Expression over collection is a philosophy: if you want to make ideas truly your own, you must express them in your own words, not just store them somewhere. Use tools that inspire you to think and create.

Expression over collection is an appeal to all knowledge seekers: accept that collection alone does not lead to growth, and find the courage to turn others’ knowledge into your own insight.


In the long run, the ideas you express are far more important than the knowledge you collect. Your knowledge base is temporary, but the insights you create have a chance to shape you.

Ancient chefs, faced with piles of ingredients, knew that the meaning of food was not in its storage, but in the cooking. The value of a dish depended on how the chef used the ingredients, not how many they owned.

The world is filled with the wisdom of those who came before us, passed down through books, articles, and videos. These mediums are like raw ingredients. You can touch, save, and hoard them.
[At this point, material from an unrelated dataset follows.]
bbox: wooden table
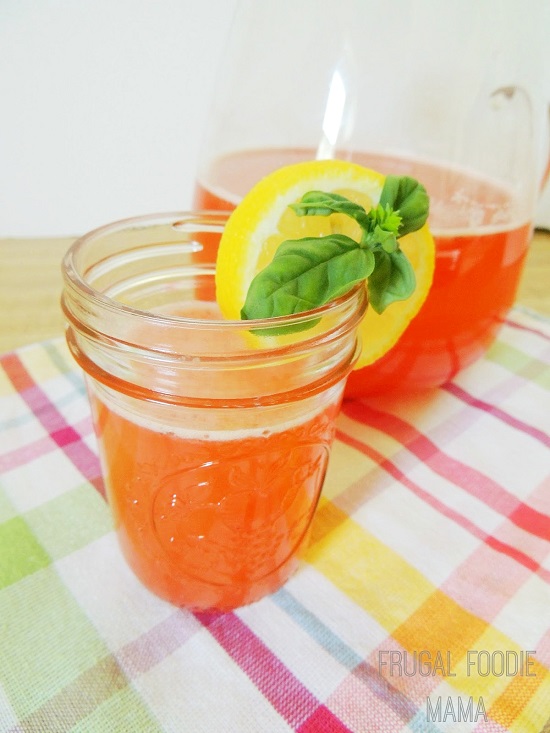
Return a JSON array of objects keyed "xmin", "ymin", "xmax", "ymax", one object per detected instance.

But reading a book is like looking at a recipe—only when you cook it yourself do you truly taste the flavors.

Today, we collect digital information at an unprecedented speed, but this information rarely becomes a true part of us. It’s hoarded on our hard drives and in our note-taking apps, trapped behind highlighted passages and “read later” lists. We’ve fallen into a “digital hoarding” delusion, mistaking collection for comprehension.

As I recently realized:

Only when you try to explain a concept in your own words can you truly test if you understand it. Ideas that seem clear in your mind often reveal their blurriness and uncertainty the moment you try to write them down.

You should want to create your own ideas, not just for the world, but for your future self. You never know how grateful your future self, ten years from now, will be for the immature but honest thoughts you bravely wrote down today. Don’t lock your mind in a warehouse where things only go in, but never come out.

These days, I use an app called Obsidian to organize my thoughts, but it’s a delusion to think the app is the point. The tool will eventually become obsolete. It’s the imperfect but real sentences I write in my own words that are designed to last and shape me. Who knows if anyone will want to read them besides me, but future me is an audience worthy of the effort.

They might be simple, they might be naive, but they are mine.